Experts have suggested that the current low prices being seen in the oil and gas industry could continue for the next three years. Moody’s Investors Service said that if this proves to be the case, additional pressure would be placed upon energy firms to slash overhead costs, production and development; in addition, many companies may need to balance their books with unforeseen asset sales and lender concessions.

Speaking about the current state of the industry, Moody’s suggested there are deep cuts likely to be noticed for North America’s production and exploration sector. This is largely due to widespread cost reductions during the first six months of 2015. Having studied the operations and performance of 90 companies for its latest report, the credit-rating agency said cash flows have been squashed, making operations even more difficult.

Senior credit officer and vice-president of Moody’s, Gretchen French, said costs vary widely between regions and companies when it comes to operating structure. Producers with high debt levels and costs, therefore, face the worst risks. “It puts into question the sustainability of their asset base through a period of prolonged weak commodity prices,” Ms French added.

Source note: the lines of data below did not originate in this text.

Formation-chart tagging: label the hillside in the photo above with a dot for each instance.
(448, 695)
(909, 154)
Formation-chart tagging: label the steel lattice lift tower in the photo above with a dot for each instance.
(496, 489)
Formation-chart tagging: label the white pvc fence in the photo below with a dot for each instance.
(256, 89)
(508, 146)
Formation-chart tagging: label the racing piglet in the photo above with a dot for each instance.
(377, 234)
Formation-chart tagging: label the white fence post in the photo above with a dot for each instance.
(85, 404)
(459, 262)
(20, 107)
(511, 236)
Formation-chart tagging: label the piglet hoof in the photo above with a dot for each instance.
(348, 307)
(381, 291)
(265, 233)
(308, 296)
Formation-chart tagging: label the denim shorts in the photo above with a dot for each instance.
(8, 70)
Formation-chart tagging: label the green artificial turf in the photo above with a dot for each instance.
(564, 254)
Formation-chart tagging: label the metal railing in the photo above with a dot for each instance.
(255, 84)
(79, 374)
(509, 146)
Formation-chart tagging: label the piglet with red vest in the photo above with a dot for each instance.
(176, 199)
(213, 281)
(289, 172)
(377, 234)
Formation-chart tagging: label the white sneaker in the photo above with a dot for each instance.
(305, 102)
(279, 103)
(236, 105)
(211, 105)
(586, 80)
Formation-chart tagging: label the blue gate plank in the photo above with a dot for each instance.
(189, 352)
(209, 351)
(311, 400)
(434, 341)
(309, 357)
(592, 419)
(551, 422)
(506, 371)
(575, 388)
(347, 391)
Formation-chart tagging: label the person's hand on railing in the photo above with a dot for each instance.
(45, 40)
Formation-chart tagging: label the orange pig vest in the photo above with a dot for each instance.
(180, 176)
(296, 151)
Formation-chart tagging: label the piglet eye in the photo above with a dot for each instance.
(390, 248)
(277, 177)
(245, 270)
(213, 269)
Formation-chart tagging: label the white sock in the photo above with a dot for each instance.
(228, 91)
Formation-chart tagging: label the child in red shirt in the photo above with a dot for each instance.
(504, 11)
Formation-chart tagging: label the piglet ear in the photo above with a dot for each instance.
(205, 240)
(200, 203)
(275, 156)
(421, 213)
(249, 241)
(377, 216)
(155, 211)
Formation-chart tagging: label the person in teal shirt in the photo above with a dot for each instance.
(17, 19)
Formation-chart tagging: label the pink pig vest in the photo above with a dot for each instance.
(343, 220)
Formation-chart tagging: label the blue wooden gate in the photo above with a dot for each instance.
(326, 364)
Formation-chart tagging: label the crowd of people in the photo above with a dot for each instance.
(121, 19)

Moody’s report was released as a major slump was seen in Canadian oil prices, bringing them as low as during the 2008 and 2009 financial crisis. North American oil prices have fallen to the low $40s for a barrel; as a result, both field staff and head office workers have been cut and dividends and budgets have been slashed. Commodities could well remain weak over the coming years until 2018, with $50 per barrel averages for this year and no rebound to $60 per barrel until at least 2017.

The latest downturn has made it impossible for companies to continue as normal. Many have sought concessions from lenders in a bid to facilitate cash flow, and balance sheets have been controlled with asset sales and equity issues to make ends meet. Credit ratings have also been affected by the price collapse, explained Ms French.

“We’ve had a number of challenged credits in the space and we’ve had a number of downgrades, particularly if you’re looking at B-rated and below, where liquidity concerns have been most paramount,” Ms French explained, before adding: “You have seen pressure on ratings because of inability to meet covenants, limited availability on revolving credit facilities and unsustainable capital structures.”